I may be wrong, can’t find the cite, but I read that Galileo only did a Gedankenexperiment, and did not need to climb the Pisa Tower at all. The experiment allegedly goes like this: We begin with the hypothesis that heavier objects fall faster than lighter ones. Then we take two objects, a heavy one with the mass M1 and a lighter one M2. Tie them together with a rope with some slack, and throw then from a height. The heavier object will fall faster, as per the premise. Until the rope gets stretched, then both objects will behave as one with the mass M1 + M2. At this moment, both objects will suddenly accelerate, as the “new” object is heavier than any of the two original objects. But this is absurd, Galileo reasoned, so the hypothesis was disproved by reductio ad absurdum.
So whatever Galileo proved it was obvious to him already. He did not climb the tower to prove that heavier objects fall faster, but that they do not.

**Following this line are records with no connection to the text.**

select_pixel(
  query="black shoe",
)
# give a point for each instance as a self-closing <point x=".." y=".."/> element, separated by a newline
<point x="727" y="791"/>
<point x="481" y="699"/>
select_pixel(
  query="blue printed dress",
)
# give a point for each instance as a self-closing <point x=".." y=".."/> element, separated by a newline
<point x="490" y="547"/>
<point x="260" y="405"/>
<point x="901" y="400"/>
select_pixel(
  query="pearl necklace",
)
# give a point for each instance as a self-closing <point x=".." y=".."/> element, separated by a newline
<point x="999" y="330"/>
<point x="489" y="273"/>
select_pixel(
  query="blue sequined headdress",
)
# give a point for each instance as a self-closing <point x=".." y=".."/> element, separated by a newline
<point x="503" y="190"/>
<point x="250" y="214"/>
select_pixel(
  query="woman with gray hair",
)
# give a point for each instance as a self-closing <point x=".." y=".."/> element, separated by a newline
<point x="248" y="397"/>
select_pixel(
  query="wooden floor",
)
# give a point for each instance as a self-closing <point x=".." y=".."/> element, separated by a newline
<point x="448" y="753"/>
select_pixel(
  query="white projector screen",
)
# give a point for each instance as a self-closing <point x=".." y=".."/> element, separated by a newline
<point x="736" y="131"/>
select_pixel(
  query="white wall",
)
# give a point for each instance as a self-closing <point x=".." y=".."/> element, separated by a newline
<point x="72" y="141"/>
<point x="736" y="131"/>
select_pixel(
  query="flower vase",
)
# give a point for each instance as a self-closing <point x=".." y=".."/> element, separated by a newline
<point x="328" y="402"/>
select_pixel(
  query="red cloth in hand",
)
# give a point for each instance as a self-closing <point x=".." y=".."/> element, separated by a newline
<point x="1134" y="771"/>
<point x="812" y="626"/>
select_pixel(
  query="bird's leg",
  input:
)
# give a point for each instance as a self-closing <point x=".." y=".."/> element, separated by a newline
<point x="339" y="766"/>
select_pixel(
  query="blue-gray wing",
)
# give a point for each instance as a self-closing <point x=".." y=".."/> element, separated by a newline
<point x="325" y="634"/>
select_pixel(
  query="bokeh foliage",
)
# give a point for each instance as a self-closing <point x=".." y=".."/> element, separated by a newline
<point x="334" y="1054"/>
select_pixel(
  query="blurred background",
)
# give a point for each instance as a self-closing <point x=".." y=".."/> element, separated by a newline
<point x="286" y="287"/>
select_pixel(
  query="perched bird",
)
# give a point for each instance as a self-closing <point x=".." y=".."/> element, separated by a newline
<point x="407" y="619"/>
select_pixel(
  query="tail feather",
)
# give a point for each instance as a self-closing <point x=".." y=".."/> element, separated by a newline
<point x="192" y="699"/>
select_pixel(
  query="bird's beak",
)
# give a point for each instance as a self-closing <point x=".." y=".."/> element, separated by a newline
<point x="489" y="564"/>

Risk compensation can produce counterintuitive outcomes from implementing “obvious” safety measures. There’s a list of examples here. This was one of the justified concerns surrounding mask policy in the early days of COVID.

Most medical studies I’ve seen only test the treatment against a placebo, not against a placebo group and also a no-treatment group. What would be the point of having 3 groups, unless you also wanted to test the placebo effect? Seems that for purposes of testing the efficacy of a new treatment, lumping spontaneous remission in with any placebo effect that may or may not exist would be good enough.

I was thinking of that one too

Yeah, I said it was apocryphal. But I love the thought experiment story, which I’d never heard before, so thanks!

From what I understand, Galileo did do actual experiments, except rolling spheres down a slope, not dropping them, because that way the speeds are lower and it’s easier to time them.